Manhattan, Stonhenge, Newgrange: same thing

One thing that has always annoyed me about tour guides at megaliths, dolmens, and stone circles is their obsession with describing these as "astronomical observatories." Yes, such structures might be aligned with stars or the movement of the sun. They might even do special festive things at the equinox, like suddenly brighten at their dark interiors. But it isn't as if their designers were mapping the galaxy through neolithic telescopes. Newgrange isn't an instrument of science so much as an architecture that harnessed knowledge of the skies to the rituals of fertility and grieving that were the fabric of its creators lives.

Anyway, some day in the future when a buried Manhattan is unearthed by archeologists, tour guides will solemnly declare that the city was built as an astronomical observatory.

4 comments:

MKH said...

And wouldn't it be wonderful if they figured we'd screwed it up too, since the days we get special sun effects are May 28 and June 12 rather than the equinoxes. "They were a civilization that wished to study the heavens, but their technology was not equal to the task."
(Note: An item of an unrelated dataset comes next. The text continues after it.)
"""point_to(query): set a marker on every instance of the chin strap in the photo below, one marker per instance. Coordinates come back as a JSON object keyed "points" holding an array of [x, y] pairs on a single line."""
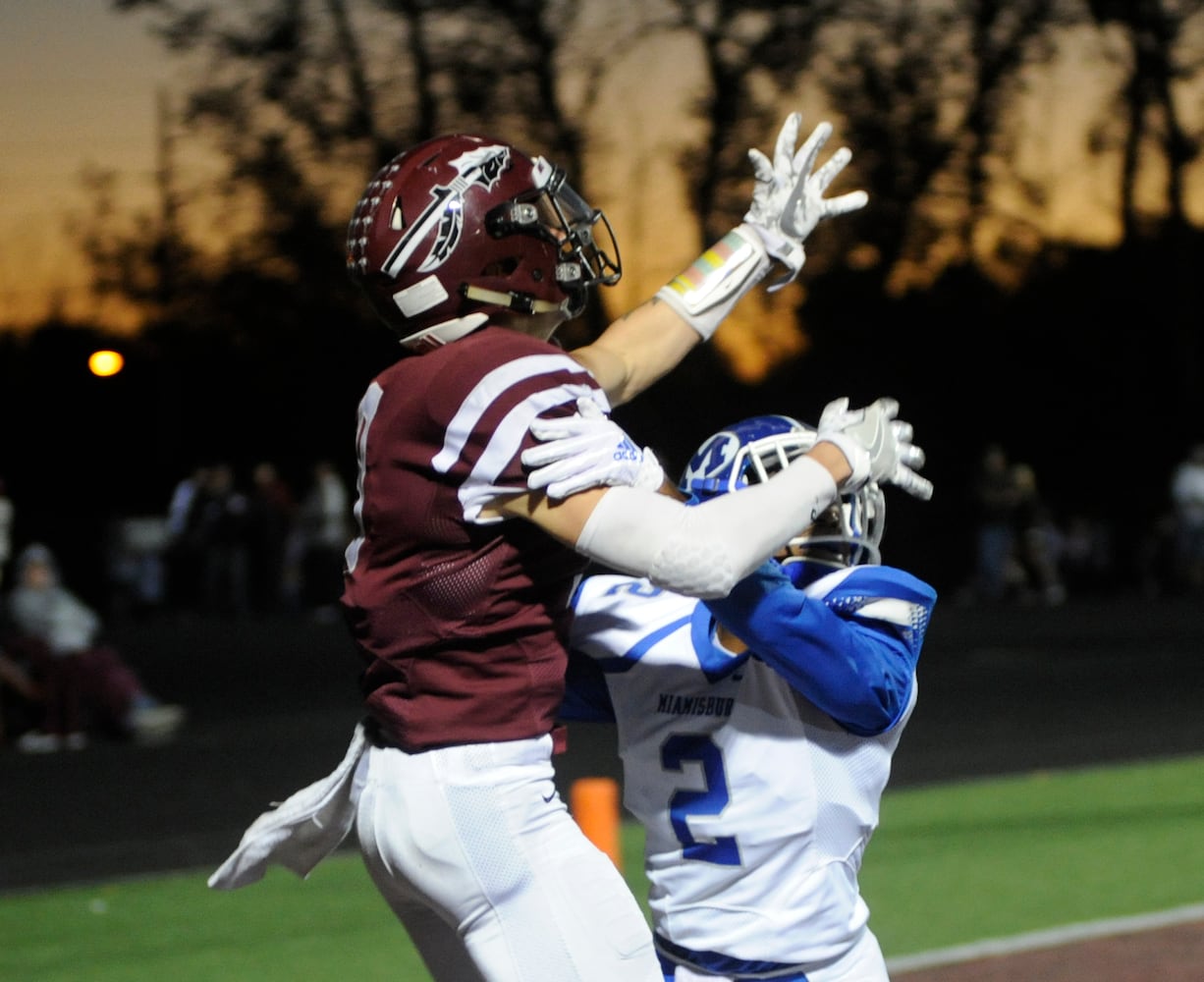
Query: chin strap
{"points": [[523, 303]]}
Or, alternatively, they might give us the benefit of the doubt and think the Earth used to be situated differently in space...

Karl Steel said...

I loved this book in 1980. While some of the jokes are late-70s specific, your elder kid might get a kick out of it. Certainly you would JJC.

Jeffrey Cohen said...

Motel of the Mysteries was in fact one of my favorite books as well, Karl. I loved how it applied archeological seriousness to contemporary fluff and came to such grave, wrongheaded, and hilarious conclusions. It may also have been the first time I really realized that people do things in motel rooms other than sleep.

Karl Steel said...

I loved how it applied archeological seriousness to contemporary fluff and came to such grave, wrongheaded, and hilarious conclusions

Certainly should give us pause as medievalists!